We were not too lazy to do this in order to briefly talk about this program in version 5.2. To receive the distribution kit, you must fill out the registration form, after which a download link will be sent to the e-mail specified in it.

The program can work with Kinect and Asus Xtion Pro Live sensors (the distribution kit contains the OpenNI drivers necessary for them), and to improve accuracy, they are calibrated using a calibration sheet pre-printed on the printer. True, the expediency of such a procedure for such primitive sensors is not very clear.

You will need a computer with a 64-bit version of MS Windows to work. There are no special distributions for Mac OS X, the documentation does not mention the possibility of working under this OS either. There is no Russian-language interface, and there are no instructions in Russian.

This program is noticeably more difficult to master than Skanect - for example, you have to deal with concepts such as scan, scan points cloud (scan points cloud), workspace (workspace) and project (scan project), but the possibilities are much wider: the object no longer needs to be scanned in one session, it is possible to operate with several scans.

Scanning starts as soon as the corresponding button is pressed.

There are, of course, advanced viewing tools available. Color textures are supported, as well as snapping to an external coordinate system and matching with CAD models. There are also some editing possibilities using various selectors and selection brushes.
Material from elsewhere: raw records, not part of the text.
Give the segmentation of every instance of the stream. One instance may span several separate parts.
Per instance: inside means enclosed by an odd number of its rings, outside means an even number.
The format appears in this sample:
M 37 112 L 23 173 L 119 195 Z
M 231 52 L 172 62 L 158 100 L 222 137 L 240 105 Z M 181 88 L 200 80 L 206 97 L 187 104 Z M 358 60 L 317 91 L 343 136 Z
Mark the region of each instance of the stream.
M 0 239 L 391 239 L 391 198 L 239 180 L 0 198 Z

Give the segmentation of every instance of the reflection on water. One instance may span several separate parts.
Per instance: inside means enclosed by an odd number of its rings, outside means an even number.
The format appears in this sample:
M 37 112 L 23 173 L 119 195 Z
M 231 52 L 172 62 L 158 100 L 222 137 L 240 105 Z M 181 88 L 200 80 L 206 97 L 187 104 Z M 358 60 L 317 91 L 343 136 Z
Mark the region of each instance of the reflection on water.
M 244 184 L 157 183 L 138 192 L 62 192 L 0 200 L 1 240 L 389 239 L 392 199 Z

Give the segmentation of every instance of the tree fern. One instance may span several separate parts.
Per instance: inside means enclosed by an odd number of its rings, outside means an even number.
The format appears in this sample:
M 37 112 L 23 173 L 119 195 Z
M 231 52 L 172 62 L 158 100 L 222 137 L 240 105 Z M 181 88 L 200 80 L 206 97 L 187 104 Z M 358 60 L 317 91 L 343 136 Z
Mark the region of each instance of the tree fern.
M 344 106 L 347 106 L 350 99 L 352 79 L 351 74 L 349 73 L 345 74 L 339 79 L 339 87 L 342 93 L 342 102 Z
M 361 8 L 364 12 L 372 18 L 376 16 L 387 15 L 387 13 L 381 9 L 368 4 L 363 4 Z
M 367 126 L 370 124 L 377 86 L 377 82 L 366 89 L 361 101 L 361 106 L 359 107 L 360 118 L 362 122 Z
But it is not possible to get a model file suitable for 3D printing in Skanect. To build a grid, you must first save the result in one of the available formats - for example, VRML (*.wrl):

And then open it in a program like MeshLab and use it to create a file in STL or OBJ format.

Thus, if compared with the minimal functionality of Skanect, not to mention the primitive Kinect Fusion Explorer, then Scenect is much closer to Artec Studio in terms of its capabilities, although the “ideology” of processing is very different. However, Scenect is just a version of the Faro Scene program, sharpened by two types of cheap sensors with limited capabilities that are not at all designed for professional work. That is, this is a clear “bait”: a person who has spent a lot of time and effort on mastering the intricacies of Scenect and decided to switch to working with professional-class 3D scanners will involuntarily lean towards Faro products.

That is, it is already clear that Faro and Artec are rivals in the 3D scanner market; We will not compare prices for their products, we will note only a few points. First: it’s a pity that Artec doesn’t have such a “lure” – for testing with affordable sensors, you can use only a 30-day trial version, which is not always enough.